En ouverture de la deuxième face campe "God Only Knows", qui a été élue par le magazine de référence Pitchfork comme la meilleure chanson de toutes les années 60. Paul McCartney n'a jamais manqué de clamer à quel point il l'adorait. C'est une première à maints égards : première utilisation du mot "God" dans une chanson populaire, utilisation d'un cor (dans l'intro)... La mélodie, très singulière, monte progressivement dans les aigus, comme s'il s'agissait d'exprimer la transcendance. L'orgue qui joue les accords a un son fabuleux qui fit beaucoup d'émules. Quant à la coda, à elle seule, elle suffirait à démontrer la supériorité de Brian Wilson sur tous ses contemporains. La phrase de titre est répétée en canon, à la façon des fugues (même si le mot doit être utilisé avec circonspection, car il désigne une forme musicale qui ne se réduit pas aux reprises en canon). Tout cela est agencé avec un naturel confondant et, évidemment, avec un sens de l'expressivité qui fait de ce morceau une réussite indépassable.

"I Know There Is An Answer" avait à l'origine d'autres paroles. Elle s'appelait alors "Hang On To Your Ego", mais le contenu, trop lysergique, n'eut pas l'heur de plaire à Mike Love, et certaines phrases furent révisées. L'idée générale est que les gens pourraient vivre mieux... Une partie percussive d'orgue conduit la chanson, qui emploie aussi des saxophones vrombissants.

"Here Today" est l'occasion d'admirer ce dont parlait Brian Wilson dans un documentaire consacré à la rivalité entre Beach Boys et Beatles : le son fantastique produit par l'alliance des claviers et de la guitare. Il faut absolument écouter le break instrumental qui précède le retour du refrain (un refrain plongeant du plus bel effet).

"I Wasn't Just Made For These Times" marque la première utilisation en rock du theremin, ce synthétiseur à fréquence ajustable (et qui sera particulièrement mis en valeur dans le single "Good Vibrations").

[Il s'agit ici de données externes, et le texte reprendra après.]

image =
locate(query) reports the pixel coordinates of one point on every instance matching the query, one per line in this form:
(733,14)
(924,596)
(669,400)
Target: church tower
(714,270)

Cette chanson a des couplets lents, comme pris dans la vase... Et comme les sonorités des orgues sont toujours aussi fantastiques, elle exerce une sorte de fascination sur l'auditeur. Son titre, quelques années plus tard, apparaîtra prémonitoire : Brian Wilson, ayant gardé une pureté juvénile et ayant un musicien, rien qu'un musicien, ne pouvait décidément pas s'en sortir au milieu du panier de crabes qui l'entourait.

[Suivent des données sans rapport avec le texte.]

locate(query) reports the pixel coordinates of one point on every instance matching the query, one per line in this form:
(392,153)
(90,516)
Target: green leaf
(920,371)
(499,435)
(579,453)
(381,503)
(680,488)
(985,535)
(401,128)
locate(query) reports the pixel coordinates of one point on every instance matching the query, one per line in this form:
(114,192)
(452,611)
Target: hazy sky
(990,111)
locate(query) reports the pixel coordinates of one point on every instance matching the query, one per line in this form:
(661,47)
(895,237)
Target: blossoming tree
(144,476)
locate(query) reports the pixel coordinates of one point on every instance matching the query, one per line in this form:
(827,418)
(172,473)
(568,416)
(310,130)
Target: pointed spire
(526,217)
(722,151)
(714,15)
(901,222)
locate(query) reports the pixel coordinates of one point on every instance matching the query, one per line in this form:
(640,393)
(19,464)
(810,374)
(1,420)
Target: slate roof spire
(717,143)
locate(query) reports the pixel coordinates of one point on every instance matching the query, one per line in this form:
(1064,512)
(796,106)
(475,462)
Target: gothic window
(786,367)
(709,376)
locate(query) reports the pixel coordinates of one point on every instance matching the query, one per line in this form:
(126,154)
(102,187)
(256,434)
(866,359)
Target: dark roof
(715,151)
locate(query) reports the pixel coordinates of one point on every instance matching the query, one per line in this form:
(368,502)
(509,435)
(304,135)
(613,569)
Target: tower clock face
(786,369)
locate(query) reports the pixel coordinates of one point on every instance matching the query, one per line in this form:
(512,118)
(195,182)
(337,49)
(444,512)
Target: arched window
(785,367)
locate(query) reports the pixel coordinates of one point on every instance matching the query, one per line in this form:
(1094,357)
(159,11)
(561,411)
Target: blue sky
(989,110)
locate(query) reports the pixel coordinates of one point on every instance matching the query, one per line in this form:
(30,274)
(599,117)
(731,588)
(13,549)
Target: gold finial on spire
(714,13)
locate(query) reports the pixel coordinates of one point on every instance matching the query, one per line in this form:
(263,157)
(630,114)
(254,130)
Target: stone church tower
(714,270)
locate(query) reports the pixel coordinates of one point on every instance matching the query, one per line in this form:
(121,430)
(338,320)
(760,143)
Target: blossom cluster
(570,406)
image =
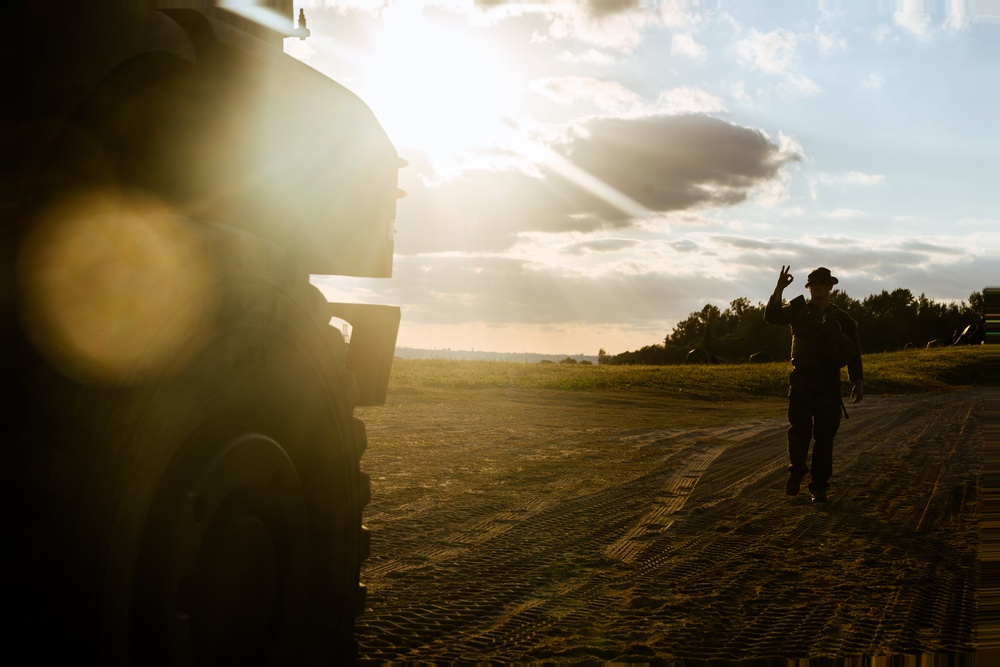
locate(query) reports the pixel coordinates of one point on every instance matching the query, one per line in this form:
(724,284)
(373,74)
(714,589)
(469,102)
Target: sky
(584,174)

"Pet Sounds" est le second instrumental de l'album. Il fait plus appel aux guitares qu'aucun autre titre.

"Caroline, No", merveilleuse balade, confirme que Pet Sounds est une oeuvre de Brian Wilson seul davantage qu'une oeuvre des Beach Boys. Aucun d'eux n'apparaît sur la chanson. Brian avait fait appel à des musiciens de session pour les parties instrumentales, mais les capacités vocales des Beach Boys avaient été mises à contribution. Ici, il chante seul, et sa voix monte haut, très haut... Il reviendra plus tard douloureusement, dans des interviews, sur ce qu'il essayait de faire à cette époque bénie où il avait tout son enthousiasme et où il croyait aux pouvoirs magiques des voix...

A la fin de "Caroline, No" résonnent divers bruits : les chiens de Brian (justifiant le titre de l'album), le bruit de train... Tous ces bruits sont reliés à l'enfance. Si Pet Sounds, sorti en 1966, ne pouvait pas être un album concept, il est néanmoins indéniable que le thème unificateur de l'album, c'est l'enfance, plus exactement le passage de l'enfance à l'âge adulte. On ne sait ce qui serait advenu si Brian Wilson avait eu la possibilité d'achever Smile ; peut-être que Pet Sounds serait resté malgré tout son album le plus émouvant. Car ce Mozart quelque peu immature, ne pouvait parler d'enfance sans bâtir des châteaux magnifiques, des monuments en hommage à la nostalgie. Il y a des artistes comme ça... Ludwig II de Bavière était de ceux-là, non ?

Et si ce petit résumé n'a pas suffi à convaincre les retardataires d'acheter Pet Sounds, sachez que McCartney lui-même le place au-dessus des albums des Beatles. Il l'a acheté à ses enfants, afin qu'ils disposent d'une éducation musicale convenable.